Sonntag, 17. Juli 2016

NLU is not a User Interface

Some time ago I already spoke about NLU vs Dialogmanagement. My hope was that people working in NLU and Voice User Interface design would start talking to each other. I enhanced these ideas in a paper submitted to the IUI Workshop on Interacting with Smart Objects: NLU vs. Dialog Management: To Whom am I Speaking? In essence "Dialogmangement-centered  systems  are  principally  constrained  because they anticipate the users input as plans to help them to achieve their goal.   Depending  on  the  implemented  dialog  strategy they allow for different degrees of flexibility. NLU-centered systems see the central point in the semantics of the utterance, which should also be grounded with previous utterances or external content.  Thus, whether speech or not, NLU regards this as a stream of some input to produce some output. Since no dialog model is employed,  resulting user interfaces currently do not handle much more than single queries".

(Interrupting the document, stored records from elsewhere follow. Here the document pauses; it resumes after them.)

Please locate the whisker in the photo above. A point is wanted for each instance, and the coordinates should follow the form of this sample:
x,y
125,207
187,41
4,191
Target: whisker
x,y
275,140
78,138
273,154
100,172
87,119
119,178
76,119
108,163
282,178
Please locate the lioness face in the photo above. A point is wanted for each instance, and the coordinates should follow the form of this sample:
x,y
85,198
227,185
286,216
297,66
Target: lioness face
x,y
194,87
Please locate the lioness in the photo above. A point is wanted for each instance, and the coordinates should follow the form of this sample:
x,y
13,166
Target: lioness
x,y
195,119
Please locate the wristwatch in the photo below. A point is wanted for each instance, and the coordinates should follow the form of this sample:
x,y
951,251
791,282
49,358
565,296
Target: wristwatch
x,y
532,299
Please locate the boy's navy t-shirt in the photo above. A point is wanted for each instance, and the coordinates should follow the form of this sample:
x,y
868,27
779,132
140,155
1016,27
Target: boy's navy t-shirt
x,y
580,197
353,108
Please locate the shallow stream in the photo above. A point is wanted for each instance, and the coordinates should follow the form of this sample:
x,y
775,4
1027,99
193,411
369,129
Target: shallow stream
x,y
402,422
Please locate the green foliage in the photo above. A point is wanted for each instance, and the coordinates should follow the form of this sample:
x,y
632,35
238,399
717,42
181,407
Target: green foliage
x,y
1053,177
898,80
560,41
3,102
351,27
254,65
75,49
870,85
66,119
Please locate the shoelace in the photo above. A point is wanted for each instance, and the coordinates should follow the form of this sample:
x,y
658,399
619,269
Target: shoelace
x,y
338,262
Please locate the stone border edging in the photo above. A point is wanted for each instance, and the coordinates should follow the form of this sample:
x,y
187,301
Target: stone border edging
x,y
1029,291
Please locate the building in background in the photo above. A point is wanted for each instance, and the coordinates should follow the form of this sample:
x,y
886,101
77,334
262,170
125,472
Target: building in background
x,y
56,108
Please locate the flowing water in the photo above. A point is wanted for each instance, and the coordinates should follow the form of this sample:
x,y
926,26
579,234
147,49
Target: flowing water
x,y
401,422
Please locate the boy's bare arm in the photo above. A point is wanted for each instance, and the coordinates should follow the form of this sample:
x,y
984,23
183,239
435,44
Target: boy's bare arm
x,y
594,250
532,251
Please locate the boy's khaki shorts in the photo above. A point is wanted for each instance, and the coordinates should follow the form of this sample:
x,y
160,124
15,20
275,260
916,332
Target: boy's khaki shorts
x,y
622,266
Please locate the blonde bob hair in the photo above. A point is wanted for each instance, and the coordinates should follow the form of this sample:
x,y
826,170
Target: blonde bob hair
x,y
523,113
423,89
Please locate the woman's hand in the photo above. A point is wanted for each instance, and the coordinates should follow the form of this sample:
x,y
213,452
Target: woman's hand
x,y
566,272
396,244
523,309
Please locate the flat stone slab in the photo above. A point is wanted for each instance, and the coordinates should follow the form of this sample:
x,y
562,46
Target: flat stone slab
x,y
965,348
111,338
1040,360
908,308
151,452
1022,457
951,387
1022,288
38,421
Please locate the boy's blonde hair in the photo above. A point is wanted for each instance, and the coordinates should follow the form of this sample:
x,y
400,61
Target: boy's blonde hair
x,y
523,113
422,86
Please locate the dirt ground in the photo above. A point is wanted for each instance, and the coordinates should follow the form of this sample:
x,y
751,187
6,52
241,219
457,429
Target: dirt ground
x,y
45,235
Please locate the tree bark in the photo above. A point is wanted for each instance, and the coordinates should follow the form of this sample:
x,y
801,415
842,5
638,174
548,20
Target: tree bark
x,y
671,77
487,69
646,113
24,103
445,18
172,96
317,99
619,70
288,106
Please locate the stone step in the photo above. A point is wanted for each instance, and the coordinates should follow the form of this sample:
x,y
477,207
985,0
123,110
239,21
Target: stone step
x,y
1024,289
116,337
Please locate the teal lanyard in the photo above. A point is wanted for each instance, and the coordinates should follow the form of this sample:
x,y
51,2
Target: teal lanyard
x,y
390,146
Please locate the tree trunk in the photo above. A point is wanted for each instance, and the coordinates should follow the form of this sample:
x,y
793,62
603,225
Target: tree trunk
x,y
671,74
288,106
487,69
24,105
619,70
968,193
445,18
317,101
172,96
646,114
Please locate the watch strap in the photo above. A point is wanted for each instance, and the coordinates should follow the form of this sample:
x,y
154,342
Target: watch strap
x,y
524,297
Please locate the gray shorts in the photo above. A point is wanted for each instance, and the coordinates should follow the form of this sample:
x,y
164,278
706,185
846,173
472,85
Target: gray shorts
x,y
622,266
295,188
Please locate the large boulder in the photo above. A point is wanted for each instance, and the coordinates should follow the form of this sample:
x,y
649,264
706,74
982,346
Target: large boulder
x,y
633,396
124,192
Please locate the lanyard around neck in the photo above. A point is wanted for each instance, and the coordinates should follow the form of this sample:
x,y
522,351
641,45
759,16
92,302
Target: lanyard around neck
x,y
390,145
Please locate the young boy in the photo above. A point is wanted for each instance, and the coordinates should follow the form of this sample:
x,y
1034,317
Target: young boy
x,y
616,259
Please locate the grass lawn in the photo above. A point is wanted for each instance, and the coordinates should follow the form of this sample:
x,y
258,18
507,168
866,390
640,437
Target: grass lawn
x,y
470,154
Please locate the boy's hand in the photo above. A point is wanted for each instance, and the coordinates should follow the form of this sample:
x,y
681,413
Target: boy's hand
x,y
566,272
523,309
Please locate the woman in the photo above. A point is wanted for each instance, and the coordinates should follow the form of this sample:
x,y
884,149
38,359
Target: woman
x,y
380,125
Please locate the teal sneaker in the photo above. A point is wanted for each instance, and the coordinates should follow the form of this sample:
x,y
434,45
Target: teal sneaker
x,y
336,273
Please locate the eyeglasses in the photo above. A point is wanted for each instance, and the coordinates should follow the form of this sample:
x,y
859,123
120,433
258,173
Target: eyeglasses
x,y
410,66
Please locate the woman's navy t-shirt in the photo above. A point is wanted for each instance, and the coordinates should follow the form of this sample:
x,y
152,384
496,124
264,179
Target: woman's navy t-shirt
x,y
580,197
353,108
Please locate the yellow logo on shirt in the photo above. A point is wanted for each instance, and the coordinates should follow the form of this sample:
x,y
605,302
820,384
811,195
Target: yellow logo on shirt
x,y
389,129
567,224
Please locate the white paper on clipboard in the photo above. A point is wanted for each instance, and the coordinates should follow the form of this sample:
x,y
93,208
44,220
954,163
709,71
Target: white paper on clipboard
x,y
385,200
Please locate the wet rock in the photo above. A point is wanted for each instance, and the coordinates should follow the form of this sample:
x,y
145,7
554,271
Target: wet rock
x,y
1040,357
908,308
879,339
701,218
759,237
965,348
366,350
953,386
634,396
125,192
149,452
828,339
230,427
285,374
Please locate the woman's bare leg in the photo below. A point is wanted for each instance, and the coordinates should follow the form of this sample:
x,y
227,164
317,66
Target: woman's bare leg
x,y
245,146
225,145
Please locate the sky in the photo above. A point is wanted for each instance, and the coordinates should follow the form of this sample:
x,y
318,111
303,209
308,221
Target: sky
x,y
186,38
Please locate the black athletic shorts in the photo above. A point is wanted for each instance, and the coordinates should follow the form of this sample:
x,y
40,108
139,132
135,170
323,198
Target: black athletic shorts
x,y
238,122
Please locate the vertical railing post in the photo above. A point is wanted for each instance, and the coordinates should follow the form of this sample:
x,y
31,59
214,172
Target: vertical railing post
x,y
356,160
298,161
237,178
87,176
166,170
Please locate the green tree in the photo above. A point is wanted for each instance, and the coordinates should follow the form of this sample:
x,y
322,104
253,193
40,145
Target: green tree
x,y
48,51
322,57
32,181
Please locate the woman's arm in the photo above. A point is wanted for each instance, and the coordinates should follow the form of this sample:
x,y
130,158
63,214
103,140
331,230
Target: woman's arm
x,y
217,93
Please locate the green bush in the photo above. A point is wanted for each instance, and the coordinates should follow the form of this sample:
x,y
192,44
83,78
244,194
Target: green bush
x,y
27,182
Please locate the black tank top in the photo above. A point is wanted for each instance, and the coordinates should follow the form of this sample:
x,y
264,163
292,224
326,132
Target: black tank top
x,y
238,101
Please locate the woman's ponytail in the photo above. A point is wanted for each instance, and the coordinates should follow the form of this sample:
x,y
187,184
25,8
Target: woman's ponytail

Actual dialog systems must go beyond this and combine knowledge from both research domains to provide convincing user interfaces.

Now, I stumbled across a blog entry from Matthew Honnibal who bemoans the current hype around artificial intelligence and the ubiquitous promise for more natural user interfaces. He is right that voice simply is another user interface. He states:  "My point here is that a linguistic user interface (LUI) is just an interface. Your application still needs a conceptual model, and you definitely still need to communicate that conceptual model to your users. So, ask yourself: if this application had a GUI, what would that GUI look like?"

He continues with mapping the spoken input to method calls along with their parameters. Then, he concludes: "The linguistic interface might be better, or it might be worse. It comes down to design, and your success will be intimately connected to the application you’re trying to build."

This is exactly the point where voice user interface design comes into play. Each modality requires special design  knowledge for effective interfaces.  Matthew Honnibal seems neither be aware of the term VUI nor of the underlying aproaches and concepts. Maybe, it is time to rediscover it to build better voice-based interfaces employing state-of-the-art NLU technology.